Amendment 4 restored the voting rights of Floridians with prior felony convictions after all terms of their sentence have been met, including parole and probation. This amendment only applies to felons who have not been convicted of murder or sexual offenses.

On January 8, 2019, an estimated 1.4 million ex-felons regained their right to vote. This is monumental. Prior to this amendment, Florida was one of four states that used felony disenfranchisement. Amendment 4 gives voice, and rightfully so, to felons who have served their time. Amendment 4 is also putting to rest, finally, years and years of disenfranchisement and suppression.

Now, only two months after its passage, the House Criminal Justice Committee is trying to water down this piece of legislation. This is a direct violation of the will of the 64% of Floridians who voted for the legislation as is. This amendment was not to be "clarified," as Governor DeSantis put it, but rather to be self-implementing.

However, the House Criminal Justice Committee proposed a bill that would tack on some extra qualifiers in order for felons to be enfranchised. The bill will require court fines, fees, and other "financial obligations" (in addition to fees administered in a judge's sentence) to be paid in full before a felon's voting rights are restored.
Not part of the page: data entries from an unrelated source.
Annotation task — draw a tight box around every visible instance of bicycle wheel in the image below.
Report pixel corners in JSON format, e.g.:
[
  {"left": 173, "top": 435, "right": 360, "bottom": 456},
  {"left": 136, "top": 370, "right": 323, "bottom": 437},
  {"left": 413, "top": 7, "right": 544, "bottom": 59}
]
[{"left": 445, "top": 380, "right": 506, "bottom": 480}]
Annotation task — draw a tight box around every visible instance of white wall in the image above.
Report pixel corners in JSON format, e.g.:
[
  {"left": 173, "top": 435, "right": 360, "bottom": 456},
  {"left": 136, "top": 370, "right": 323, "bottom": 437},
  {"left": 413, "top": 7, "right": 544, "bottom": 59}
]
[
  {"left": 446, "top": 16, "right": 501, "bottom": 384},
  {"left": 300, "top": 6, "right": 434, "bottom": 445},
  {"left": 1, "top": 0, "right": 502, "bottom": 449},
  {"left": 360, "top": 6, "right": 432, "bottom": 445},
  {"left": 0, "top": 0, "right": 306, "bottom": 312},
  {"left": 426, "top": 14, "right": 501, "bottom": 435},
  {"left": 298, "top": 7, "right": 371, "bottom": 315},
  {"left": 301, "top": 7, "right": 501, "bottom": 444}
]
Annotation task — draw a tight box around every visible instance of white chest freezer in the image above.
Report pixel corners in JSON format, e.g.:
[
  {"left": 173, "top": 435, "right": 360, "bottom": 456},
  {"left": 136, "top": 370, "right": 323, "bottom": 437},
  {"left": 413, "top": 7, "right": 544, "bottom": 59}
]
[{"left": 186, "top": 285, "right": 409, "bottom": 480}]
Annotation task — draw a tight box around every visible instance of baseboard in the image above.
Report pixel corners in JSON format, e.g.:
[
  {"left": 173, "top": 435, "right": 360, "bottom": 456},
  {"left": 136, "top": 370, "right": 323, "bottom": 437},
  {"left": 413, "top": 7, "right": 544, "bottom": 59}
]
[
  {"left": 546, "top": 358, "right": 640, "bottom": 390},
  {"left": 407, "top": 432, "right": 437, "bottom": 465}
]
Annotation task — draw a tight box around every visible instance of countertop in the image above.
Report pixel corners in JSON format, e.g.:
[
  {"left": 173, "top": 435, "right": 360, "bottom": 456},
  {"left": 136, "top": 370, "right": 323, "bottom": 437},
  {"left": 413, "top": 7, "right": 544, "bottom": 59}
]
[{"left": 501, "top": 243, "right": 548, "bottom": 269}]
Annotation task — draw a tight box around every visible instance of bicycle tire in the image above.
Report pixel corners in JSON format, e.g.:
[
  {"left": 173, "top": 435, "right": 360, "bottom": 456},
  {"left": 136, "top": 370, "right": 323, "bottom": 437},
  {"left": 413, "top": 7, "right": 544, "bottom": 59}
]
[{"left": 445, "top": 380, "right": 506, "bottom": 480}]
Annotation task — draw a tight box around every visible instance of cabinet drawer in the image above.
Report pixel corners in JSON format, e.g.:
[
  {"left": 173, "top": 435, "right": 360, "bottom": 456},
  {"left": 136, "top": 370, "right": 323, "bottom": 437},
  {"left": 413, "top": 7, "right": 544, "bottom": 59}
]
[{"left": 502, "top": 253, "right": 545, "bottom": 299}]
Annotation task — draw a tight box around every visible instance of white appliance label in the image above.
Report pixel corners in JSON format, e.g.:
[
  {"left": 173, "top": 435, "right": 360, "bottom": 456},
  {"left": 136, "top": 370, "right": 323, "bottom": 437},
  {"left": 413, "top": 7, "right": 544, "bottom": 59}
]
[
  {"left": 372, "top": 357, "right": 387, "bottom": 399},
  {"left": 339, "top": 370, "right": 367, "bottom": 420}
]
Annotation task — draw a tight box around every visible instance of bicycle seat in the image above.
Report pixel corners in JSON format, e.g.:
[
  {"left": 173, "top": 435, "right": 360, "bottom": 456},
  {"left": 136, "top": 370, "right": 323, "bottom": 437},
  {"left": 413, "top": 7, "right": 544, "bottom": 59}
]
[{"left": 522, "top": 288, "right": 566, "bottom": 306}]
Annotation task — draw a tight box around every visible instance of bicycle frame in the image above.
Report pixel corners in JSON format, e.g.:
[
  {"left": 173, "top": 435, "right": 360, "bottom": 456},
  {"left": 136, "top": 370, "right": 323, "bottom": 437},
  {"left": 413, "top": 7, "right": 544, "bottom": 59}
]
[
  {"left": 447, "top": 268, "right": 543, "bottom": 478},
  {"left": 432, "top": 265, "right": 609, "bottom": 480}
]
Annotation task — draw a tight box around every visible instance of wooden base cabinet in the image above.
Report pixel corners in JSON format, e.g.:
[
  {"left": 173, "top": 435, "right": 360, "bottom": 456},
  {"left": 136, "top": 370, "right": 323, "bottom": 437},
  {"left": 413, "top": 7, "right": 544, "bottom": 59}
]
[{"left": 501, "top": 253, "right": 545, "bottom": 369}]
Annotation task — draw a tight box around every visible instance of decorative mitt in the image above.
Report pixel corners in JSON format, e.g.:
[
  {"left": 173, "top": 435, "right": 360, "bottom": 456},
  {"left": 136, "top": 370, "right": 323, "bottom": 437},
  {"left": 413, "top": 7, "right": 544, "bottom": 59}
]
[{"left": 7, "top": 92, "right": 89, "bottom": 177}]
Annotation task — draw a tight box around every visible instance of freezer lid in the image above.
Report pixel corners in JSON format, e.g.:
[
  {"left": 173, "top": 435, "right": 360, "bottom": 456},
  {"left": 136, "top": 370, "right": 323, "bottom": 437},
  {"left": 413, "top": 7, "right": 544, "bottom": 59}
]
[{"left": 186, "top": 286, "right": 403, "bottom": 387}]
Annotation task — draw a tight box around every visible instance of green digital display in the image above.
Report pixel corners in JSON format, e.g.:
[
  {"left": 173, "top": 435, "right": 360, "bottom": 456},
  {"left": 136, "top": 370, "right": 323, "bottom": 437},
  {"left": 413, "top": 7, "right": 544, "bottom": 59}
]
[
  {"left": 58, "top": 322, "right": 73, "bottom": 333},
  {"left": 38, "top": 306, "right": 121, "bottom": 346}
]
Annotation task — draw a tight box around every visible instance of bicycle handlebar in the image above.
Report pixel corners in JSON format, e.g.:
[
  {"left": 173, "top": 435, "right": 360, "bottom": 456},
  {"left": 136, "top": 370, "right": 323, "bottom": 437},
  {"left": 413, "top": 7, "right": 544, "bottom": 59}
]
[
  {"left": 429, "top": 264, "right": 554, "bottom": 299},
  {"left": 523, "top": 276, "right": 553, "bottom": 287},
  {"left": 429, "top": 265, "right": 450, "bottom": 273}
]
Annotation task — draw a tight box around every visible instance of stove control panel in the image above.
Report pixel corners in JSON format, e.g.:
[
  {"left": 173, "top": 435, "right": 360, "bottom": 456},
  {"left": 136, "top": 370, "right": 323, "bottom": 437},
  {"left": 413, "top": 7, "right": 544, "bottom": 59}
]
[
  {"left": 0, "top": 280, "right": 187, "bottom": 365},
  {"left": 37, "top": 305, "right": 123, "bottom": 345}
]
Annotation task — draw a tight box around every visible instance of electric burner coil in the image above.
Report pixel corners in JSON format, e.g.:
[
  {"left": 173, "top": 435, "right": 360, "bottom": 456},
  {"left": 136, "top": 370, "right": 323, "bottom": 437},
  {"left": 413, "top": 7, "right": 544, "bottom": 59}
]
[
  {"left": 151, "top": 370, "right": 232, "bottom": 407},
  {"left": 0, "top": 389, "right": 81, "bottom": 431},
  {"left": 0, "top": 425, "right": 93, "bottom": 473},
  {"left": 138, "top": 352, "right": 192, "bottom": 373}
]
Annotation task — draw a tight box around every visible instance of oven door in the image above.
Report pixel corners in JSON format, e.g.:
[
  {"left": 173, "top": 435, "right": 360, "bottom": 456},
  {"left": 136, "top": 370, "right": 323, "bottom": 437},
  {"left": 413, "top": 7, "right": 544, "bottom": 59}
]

This seems awfully similar to a poll tax to me. Obviously, this is going to affect people without a lot of resources rather than white-collar criminals who can afford a $500,000 bond.

This new qualifier will prevent felons from voting based on the money that can be coughed up as if they don't have to worry about their finances long after they leave prison.

Some may argue that these felons shouldn't have committed a crime in the first place. However, I would argue that holding a felon's vote hostage on the basis of money is unconstitutional.